Robocalls are already regulated, and some of them are illegal. However, the senators say the TRACED Act provides more ammunition against the calls; requiring phone carriers to authenticate whether calls are legitimate, and to block unverified robocalls at no charge to the consumer.
In 2018, when Thune served as chairman of the Commerce Committee, the committee heard testimony under subpoena from Adrian Abramovich, the president of a now defunct company called Marketing Strategy Leaders. Abramovich, who has since been assessed a $120 million fine by the FCC for making nearly 100 million robocalls between 2015 and 2016, described a telemarketing operation as rather easy to put together and nimble, thus making enforcement difficult.Release from Senators John Thune (R-S.D.) and Ed Markey (D-Mass)
Summary of the TRACED Act:
- Broadens the authority of the Federal Communications Commission (FCC) to levy civil penalties of up to $10,000 per call on people who intentionally flout telemarketing restrictions.
- Extends the window for the FCC to catch and take civil enforcement action against intentional violations to four years after a robocall is placed. Under current law, the FCC has only one year to do so, and the FCC has told the committee that “even a one-year longer statute of limitations for enforcement” would improve enforcement against violators.
- Brings together the Department of Justice, FCC, Federal Trade Commission, Department of Commerce, Department of State, Department of Homeland Security, the Consumer Financial Protection Bureau, and other relevant federal agencies, as well as state attorneys general and other non-federal entities to identify and report to Congress on improving deterrence and criminal prosecution at the federal and state level of robocall scams.

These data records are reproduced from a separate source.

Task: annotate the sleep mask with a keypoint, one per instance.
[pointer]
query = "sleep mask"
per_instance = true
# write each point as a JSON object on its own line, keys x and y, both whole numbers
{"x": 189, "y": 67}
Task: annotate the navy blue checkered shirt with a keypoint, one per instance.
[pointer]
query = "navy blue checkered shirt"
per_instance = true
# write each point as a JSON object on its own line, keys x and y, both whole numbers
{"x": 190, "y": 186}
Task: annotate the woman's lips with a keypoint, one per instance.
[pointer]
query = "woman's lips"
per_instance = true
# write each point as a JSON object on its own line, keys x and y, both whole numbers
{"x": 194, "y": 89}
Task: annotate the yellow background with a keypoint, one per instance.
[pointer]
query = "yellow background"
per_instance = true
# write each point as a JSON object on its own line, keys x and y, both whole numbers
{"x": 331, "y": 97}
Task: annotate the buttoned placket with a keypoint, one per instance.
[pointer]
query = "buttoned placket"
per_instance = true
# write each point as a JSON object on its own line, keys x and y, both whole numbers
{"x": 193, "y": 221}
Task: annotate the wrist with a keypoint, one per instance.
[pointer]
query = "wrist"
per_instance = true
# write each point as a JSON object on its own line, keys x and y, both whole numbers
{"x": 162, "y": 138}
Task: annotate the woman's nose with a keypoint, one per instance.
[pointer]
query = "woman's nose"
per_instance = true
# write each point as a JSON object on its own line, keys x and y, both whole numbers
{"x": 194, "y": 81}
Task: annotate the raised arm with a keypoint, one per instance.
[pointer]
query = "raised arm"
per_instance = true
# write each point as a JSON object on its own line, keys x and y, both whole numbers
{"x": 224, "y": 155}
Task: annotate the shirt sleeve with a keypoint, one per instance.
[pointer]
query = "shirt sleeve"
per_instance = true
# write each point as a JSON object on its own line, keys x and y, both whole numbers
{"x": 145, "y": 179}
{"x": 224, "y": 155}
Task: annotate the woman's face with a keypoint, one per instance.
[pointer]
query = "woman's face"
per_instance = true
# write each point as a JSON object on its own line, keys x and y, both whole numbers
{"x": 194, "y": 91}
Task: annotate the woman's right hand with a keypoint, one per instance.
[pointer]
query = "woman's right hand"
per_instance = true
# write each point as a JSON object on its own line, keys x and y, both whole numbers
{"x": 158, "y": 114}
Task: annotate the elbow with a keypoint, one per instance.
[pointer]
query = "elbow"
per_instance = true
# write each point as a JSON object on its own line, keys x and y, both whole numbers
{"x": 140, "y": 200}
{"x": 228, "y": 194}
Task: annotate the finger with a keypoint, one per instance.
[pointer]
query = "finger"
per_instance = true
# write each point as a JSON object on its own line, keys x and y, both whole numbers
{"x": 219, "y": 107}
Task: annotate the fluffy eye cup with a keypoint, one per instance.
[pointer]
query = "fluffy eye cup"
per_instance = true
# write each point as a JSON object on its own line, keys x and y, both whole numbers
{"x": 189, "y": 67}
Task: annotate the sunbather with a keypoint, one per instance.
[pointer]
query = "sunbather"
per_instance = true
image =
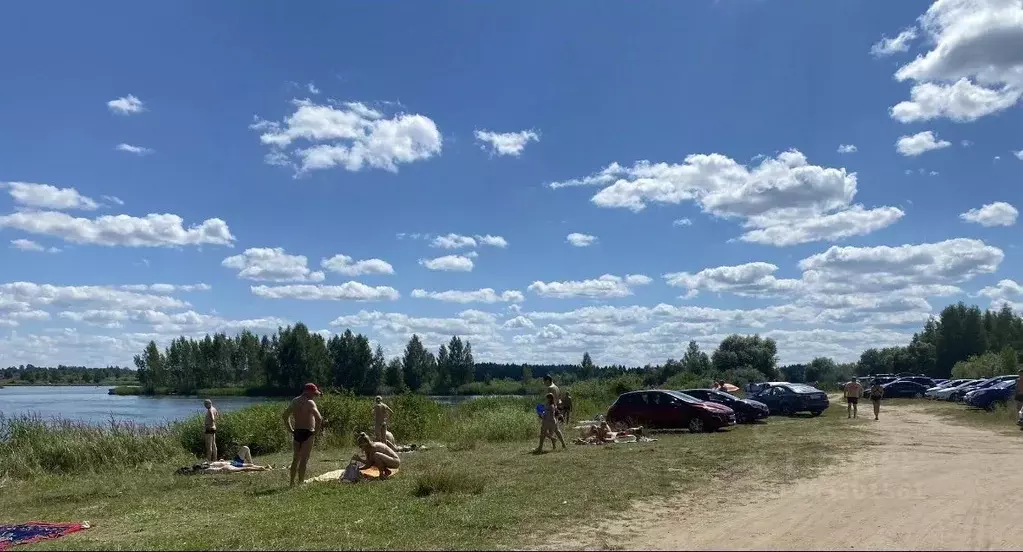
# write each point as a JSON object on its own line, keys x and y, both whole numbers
{"x": 376, "y": 454}
{"x": 389, "y": 438}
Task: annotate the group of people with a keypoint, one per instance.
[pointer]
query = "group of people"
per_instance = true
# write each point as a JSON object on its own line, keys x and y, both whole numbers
{"x": 854, "y": 390}
{"x": 557, "y": 412}
{"x": 304, "y": 420}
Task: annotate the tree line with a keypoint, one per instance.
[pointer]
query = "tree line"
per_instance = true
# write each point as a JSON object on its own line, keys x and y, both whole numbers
{"x": 961, "y": 341}
{"x": 65, "y": 375}
{"x": 294, "y": 356}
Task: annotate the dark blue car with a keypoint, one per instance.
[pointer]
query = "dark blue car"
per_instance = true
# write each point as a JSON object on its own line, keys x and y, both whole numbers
{"x": 792, "y": 398}
{"x": 960, "y": 395}
{"x": 747, "y": 410}
{"x": 986, "y": 398}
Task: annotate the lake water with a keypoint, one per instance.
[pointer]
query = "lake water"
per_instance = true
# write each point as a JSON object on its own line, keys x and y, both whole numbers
{"x": 93, "y": 405}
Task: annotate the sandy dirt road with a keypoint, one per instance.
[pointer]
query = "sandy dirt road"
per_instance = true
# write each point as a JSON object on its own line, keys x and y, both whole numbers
{"x": 932, "y": 486}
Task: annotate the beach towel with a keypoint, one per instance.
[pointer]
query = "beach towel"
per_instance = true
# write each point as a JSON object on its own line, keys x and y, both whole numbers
{"x": 370, "y": 473}
{"x": 33, "y": 532}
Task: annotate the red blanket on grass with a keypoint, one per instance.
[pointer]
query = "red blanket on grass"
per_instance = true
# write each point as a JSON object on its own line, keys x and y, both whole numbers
{"x": 32, "y": 532}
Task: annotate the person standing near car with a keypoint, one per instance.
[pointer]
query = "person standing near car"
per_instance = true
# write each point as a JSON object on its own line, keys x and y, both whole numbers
{"x": 853, "y": 390}
{"x": 1019, "y": 393}
{"x": 877, "y": 392}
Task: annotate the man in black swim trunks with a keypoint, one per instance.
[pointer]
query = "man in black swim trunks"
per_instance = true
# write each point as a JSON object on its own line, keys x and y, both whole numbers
{"x": 210, "y": 424}
{"x": 307, "y": 421}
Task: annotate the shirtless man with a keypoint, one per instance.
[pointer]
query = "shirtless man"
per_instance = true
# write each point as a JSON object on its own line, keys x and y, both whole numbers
{"x": 382, "y": 413}
{"x": 389, "y": 438}
{"x": 853, "y": 390}
{"x": 548, "y": 425}
{"x": 307, "y": 421}
{"x": 212, "y": 415}
{"x": 376, "y": 454}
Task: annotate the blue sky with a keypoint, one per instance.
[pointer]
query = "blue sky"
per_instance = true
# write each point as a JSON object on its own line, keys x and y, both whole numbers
{"x": 368, "y": 130}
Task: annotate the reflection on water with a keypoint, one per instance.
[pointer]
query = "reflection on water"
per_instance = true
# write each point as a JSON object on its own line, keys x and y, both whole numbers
{"x": 94, "y": 405}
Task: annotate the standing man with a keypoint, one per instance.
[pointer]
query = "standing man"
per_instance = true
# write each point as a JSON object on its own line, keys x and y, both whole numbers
{"x": 566, "y": 409}
{"x": 1019, "y": 393}
{"x": 853, "y": 390}
{"x": 212, "y": 414}
{"x": 307, "y": 420}
{"x": 877, "y": 392}
{"x": 382, "y": 414}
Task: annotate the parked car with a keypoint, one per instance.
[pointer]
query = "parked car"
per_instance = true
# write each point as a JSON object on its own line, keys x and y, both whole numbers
{"x": 946, "y": 384}
{"x": 923, "y": 380}
{"x": 988, "y": 397}
{"x": 981, "y": 384}
{"x": 747, "y": 410}
{"x": 661, "y": 409}
{"x": 901, "y": 388}
{"x": 785, "y": 398}
{"x": 943, "y": 394}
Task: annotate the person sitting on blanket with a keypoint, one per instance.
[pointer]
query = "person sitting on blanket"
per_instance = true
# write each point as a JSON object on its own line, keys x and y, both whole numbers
{"x": 389, "y": 438}
{"x": 377, "y": 454}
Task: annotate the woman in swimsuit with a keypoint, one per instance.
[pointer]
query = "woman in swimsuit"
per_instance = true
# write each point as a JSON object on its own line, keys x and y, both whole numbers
{"x": 376, "y": 454}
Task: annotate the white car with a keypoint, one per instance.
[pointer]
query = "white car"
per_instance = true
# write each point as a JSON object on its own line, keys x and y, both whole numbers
{"x": 943, "y": 394}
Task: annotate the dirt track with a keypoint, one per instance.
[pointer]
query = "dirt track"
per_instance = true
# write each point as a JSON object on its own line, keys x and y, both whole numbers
{"x": 933, "y": 486}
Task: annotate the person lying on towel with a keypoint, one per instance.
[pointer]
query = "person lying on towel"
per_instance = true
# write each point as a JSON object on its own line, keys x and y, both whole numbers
{"x": 377, "y": 454}
{"x": 242, "y": 462}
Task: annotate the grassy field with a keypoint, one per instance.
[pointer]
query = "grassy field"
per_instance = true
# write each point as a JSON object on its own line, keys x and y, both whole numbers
{"x": 1001, "y": 418}
{"x": 473, "y": 494}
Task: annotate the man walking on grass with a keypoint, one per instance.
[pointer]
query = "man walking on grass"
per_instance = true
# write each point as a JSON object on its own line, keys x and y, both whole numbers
{"x": 853, "y": 390}
{"x": 210, "y": 436}
{"x": 307, "y": 420}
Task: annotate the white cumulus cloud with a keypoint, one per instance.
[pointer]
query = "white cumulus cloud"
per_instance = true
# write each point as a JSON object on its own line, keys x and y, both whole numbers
{"x": 506, "y": 143}
{"x": 126, "y": 105}
{"x": 769, "y": 197}
{"x": 350, "y": 135}
{"x": 342, "y": 264}
{"x": 272, "y": 264}
{"x": 921, "y": 142}
{"x": 996, "y": 214}
{"x": 449, "y": 263}
{"x": 153, "y": 230}
{"x": 580, "y": 240}
{"x": 128, "y": 148}
{"x": 346, "y": 291}
{"x": 486, "y": 294}
{"x": 47, "y": 196}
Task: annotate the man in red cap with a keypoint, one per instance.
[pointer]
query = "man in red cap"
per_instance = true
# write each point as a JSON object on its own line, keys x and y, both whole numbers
{"x": 307, "y": 421}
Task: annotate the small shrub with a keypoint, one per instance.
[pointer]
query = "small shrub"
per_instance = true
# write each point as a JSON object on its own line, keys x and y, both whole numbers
{"x": 447, "y": 480}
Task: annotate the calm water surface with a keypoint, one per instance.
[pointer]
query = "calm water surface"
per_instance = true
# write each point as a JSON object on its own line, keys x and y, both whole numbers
{"x": 93, "y": 405}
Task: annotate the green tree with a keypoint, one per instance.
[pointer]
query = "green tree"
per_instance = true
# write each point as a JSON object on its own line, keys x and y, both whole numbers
{"x": 586, "y": 368}
{"x": 739, "y": 352}
{"x": 696, "y": 361}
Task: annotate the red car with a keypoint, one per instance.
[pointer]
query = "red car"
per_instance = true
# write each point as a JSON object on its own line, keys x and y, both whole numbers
{"x": 662, "y": 409}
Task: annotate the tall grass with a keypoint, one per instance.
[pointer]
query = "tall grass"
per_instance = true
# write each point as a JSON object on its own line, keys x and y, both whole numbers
{"x": 30, "y": 445}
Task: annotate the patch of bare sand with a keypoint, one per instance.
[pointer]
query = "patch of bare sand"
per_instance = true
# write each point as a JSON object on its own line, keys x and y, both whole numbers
{"x": 931, "y": 486}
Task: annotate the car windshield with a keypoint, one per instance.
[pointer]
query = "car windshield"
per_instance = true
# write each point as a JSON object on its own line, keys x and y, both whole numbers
{"x": 684, "y": 398}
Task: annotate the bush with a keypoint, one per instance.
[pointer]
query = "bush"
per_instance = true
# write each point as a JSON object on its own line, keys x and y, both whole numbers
{"x": 30, "y": 446}
{"x": 448, "y": 480}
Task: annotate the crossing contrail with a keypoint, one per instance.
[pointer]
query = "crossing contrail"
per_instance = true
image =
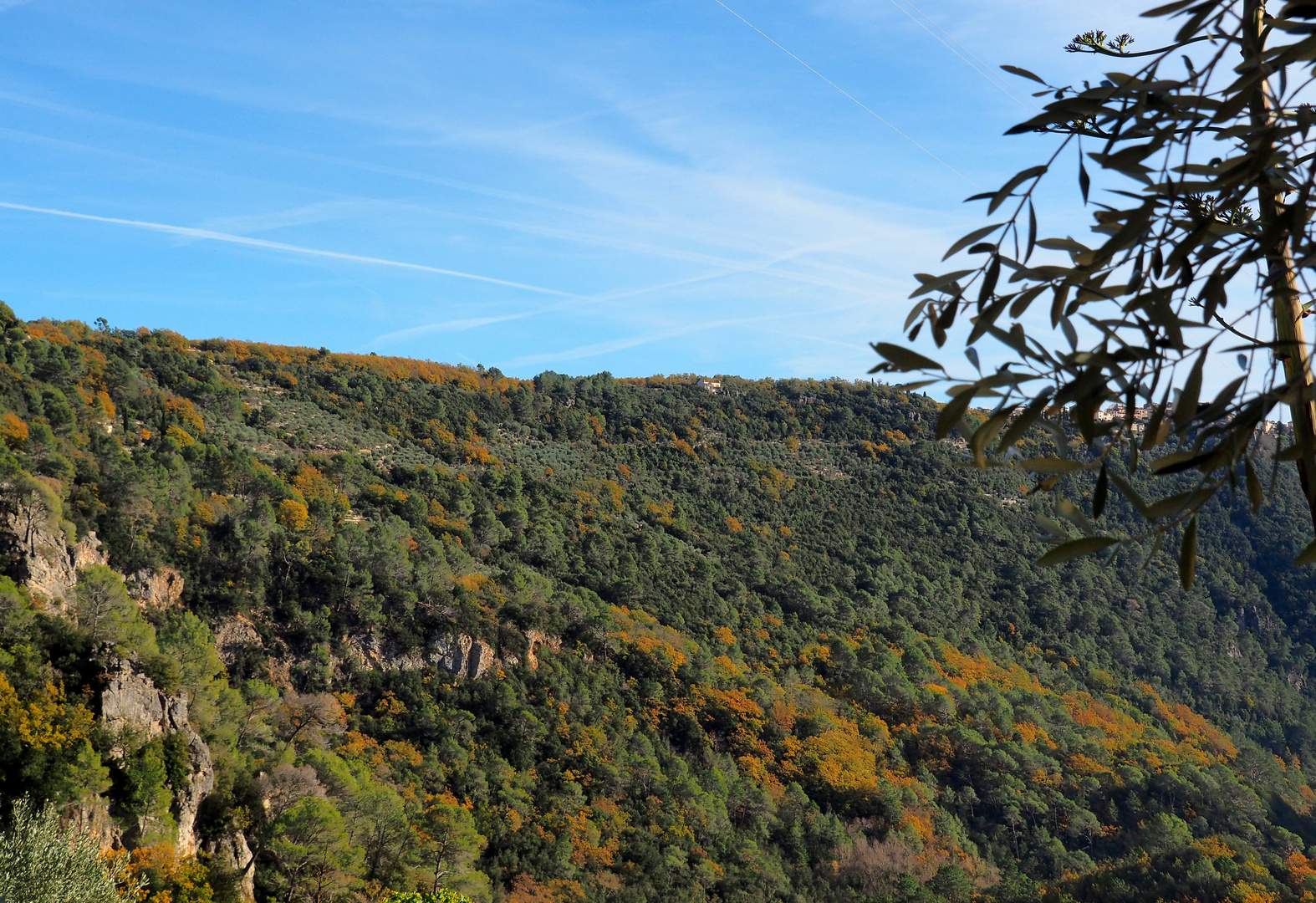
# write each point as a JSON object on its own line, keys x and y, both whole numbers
{"x": 281, "y": 247}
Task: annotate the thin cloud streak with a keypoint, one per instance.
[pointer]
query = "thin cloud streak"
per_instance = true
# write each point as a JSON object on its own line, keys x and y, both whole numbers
{"x": 451, "y": 325}
{"x": 281, "y": 247}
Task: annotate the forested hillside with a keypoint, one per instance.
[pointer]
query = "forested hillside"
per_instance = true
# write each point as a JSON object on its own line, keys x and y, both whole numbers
{"x": 300, "y": 625}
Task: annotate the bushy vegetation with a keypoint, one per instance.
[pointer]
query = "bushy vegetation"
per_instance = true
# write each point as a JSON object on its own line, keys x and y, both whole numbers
{"x": 772, "y": 644}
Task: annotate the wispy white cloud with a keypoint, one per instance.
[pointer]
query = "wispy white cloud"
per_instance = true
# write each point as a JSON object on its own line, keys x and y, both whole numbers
{"x": 431, "y": 328}
{"x": 187, "y": 232}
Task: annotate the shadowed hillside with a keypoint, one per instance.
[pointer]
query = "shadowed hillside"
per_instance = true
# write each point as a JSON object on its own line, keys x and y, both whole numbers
{"x": 291, "y": 625}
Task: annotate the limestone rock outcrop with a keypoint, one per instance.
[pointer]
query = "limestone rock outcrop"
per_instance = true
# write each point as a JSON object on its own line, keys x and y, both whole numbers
{"x": 36, "y": 538}
{"x": 156, "y": 589}
{"x": 232, "y": 635}
{"x": 234, "y": 856}
{"x": 133, "y": 705}
{"x": 457, "y": 653}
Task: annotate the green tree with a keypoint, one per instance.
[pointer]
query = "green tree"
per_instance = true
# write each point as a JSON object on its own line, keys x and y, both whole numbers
{"x": 311, "y": 852}
{"x": 105, "y": 610}
{"x": 1199, "y": 249}
{"x": 451, "y": 843}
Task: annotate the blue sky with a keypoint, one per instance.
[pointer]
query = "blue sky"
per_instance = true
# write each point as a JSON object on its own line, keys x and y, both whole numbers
{"x": 639, "y": 187}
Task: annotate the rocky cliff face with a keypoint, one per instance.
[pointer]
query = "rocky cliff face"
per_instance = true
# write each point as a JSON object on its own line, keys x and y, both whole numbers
{"x": 151, "y": 589}
{"x": 40, "y": 548}
{"x": 133, "y": 703}
{"x": 458, "y": 655}
{"x": 236, "y": 857}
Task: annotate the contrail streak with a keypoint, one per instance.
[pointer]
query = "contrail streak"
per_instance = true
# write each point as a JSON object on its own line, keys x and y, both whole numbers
{"x": 279, "y": 247}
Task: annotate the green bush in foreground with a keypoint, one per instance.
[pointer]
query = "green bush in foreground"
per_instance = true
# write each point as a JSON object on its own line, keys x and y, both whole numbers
{"x": 41, "y": 862}
{"x": 441, "y": 895}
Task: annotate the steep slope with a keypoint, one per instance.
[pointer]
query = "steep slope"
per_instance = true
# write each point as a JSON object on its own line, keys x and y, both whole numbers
{"x": 599, "y": 639}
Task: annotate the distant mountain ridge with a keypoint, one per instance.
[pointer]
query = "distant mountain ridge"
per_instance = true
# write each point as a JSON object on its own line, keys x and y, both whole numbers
{"x": 290, "y": 625}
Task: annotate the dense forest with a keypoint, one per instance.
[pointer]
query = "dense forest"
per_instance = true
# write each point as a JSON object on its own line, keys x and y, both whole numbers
{"x": 284, "y": 625}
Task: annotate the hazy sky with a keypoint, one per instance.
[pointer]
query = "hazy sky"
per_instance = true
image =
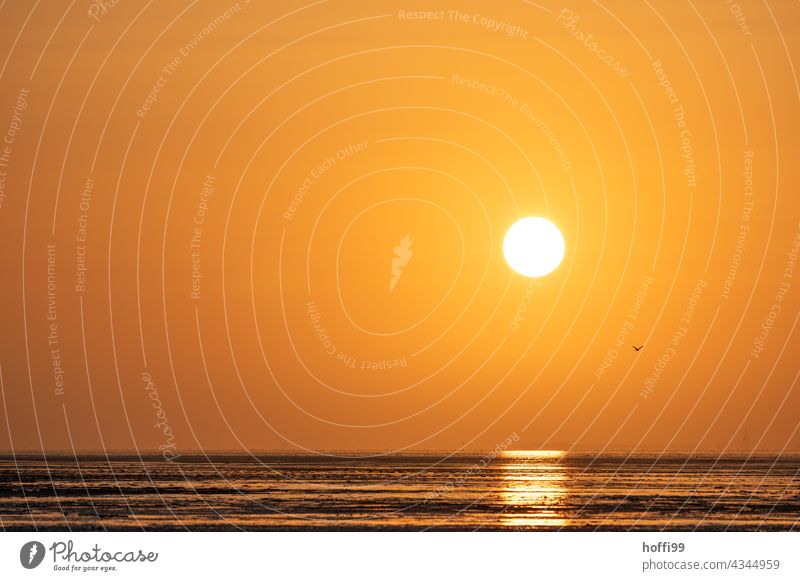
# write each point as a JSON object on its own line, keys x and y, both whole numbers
{"x": 201, "y": 203}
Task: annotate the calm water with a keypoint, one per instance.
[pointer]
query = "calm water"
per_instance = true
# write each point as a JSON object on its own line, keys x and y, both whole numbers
{"x": 518, "y": 491}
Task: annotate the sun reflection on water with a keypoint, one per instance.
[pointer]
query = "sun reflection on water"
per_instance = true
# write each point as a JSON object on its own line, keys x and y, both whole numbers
{"x": 533, "y": 489}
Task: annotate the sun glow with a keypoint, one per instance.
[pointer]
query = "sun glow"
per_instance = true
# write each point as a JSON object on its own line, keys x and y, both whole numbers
{"x": 533, "y": 247}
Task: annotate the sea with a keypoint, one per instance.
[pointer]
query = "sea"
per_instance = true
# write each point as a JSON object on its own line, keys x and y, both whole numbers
{"x": 514, "y": 491}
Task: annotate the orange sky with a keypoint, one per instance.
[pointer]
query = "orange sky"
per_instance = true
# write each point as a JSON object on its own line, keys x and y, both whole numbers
{"x": 200, "y": 202}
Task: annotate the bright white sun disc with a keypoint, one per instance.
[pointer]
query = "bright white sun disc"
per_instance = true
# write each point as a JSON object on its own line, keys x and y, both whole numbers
{"x": 533, "y": 247}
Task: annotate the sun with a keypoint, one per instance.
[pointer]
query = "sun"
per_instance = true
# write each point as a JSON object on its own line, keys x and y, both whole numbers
{"x": 533, "y": 247}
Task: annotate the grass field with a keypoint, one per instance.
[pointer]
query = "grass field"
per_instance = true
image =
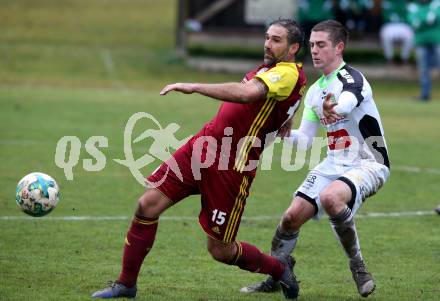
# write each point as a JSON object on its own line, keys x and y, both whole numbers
{"x": 82, "y": 68}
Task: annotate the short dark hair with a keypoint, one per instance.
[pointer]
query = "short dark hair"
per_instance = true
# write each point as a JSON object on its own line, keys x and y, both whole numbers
{"x": 295, "y": 34}
{"x": 337, "y": 31}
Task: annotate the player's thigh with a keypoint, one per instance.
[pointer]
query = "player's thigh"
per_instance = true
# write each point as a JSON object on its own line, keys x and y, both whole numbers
{"x": 174, "y": 177}
{"x": 298, "y": 213}
{"x": 223, "y": 198}
{"x": 311, "y": 188}
{"x": 335, "y": 197}
{"x": 364, "y": 181}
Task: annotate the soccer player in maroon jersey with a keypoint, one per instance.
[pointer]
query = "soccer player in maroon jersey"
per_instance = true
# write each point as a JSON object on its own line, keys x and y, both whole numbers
{"x": 219, "y": 163}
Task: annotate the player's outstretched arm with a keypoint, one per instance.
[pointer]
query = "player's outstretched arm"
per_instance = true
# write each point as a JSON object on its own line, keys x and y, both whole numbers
{"x": 232, "y": 92}
{"x": 186, "y": 88}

- Requires voice service providers to adopt call authentication technologies, enabling a telephone carrier to verify that incoming calls are legitimate before they reach consumers’ phones.
- Directs the FCC to initiate a rulemaking to help protect subscribers from receiving unwanted calls or texts from callers.
- Directs the FCC to initiate a rulemaking process to protect consumers from “one-ring” scams.
- Requires the FCC to establish a working group to issue best practices to prevent hospitals from receiving illegal robocalls.